Attendance: 14,000. Rating:
NNNNN

Rating: NNNNN


moby might be selling his area:One festival as a glorious union of musical tribes bringing together hiphop, rock and electronic music under a couple of big roofs. Technically, that’s true, but ask anyone who spent three hours waiting in line Sunday at the Docks to tell you how it all worked out.What was billed as two separate but easily accessible stages where folks could see a bit of the Roots on the main stage and then slip into the electronic tent to catch some of Carl Cox’s two-hour set was instead a fiasco virtually from the get-go.

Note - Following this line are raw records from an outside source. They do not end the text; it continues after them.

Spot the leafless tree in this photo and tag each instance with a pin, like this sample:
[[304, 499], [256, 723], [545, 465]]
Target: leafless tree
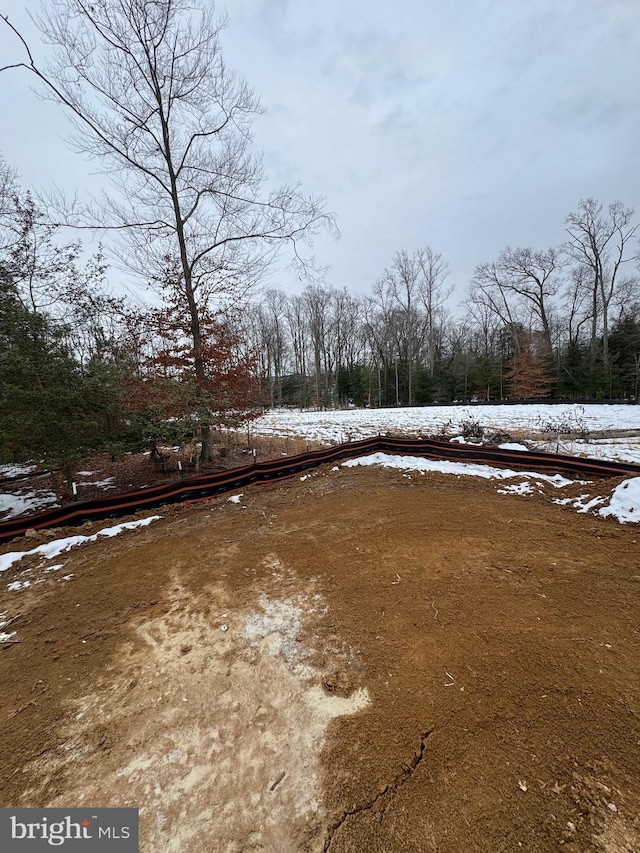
[[152, 100]]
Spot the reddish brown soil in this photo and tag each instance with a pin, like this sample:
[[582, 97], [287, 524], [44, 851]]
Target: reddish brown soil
[[497, 636]]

The Roots never showed up, and there seemed to be as many people waiting in line to get into the dance room as the space itself held. Clubbers who’d splashed out largely to hear DJs like Kevin Saunderson and Paul Oakenfold were instead stuck outside on the hot asphalt or in the fenced-in beer compound. The final insult was that the end of the electronic line was directly in front of the rock stage, sheer torture for those hoping to escape Incubus’s appalling rap rock.

All of this only made the already remarkable OutKast sound even better. The tripped-out Atlanta hiphop crew touched down like a psychedelic Mothership landing, complete with purple lights, a backup singer in a knee-length fur coat and lead MC Andre 3000 in furry pink hip waders and a platinum wig.

Joined by fellow MC Big Boi, a total of three backup singers, a guitarist and a bassist, Andre and OutKast probably weren’t worth $80, but they played the saviour nonetheless. The freaky mob stormed through cuts from Stankonia, ATLiens and Aquemeni with astonishing precision, cracking up the crowd by talking in phony British accents and babbling about elevators and Cadillacs but also transforming the opening of Humble Mumble into a hiphop calypso before unleashing a clobbering beat.

Sing-alongs for So Fresh, So Clean and Ms. Jackson got arms waving, but it was OutKast’s final assault that proved why they should be the festival headliners and also beat Moby at his own lame attempt to bring different styles of music together.

After hilariously referring to their sound as “hiphop on crack,” Andre 3000 launched into an absurd, triple-time version of Bombs Over Baghdad that was closer to machine gun techno than southern hiphop. The club kids frustrated at missing Oakenfold’s set started kung-fu dancing, and when it was done, OutKast got in line and did the soul train out the back door.

Rescue mission accomplished. Moby should be on his knees in praise.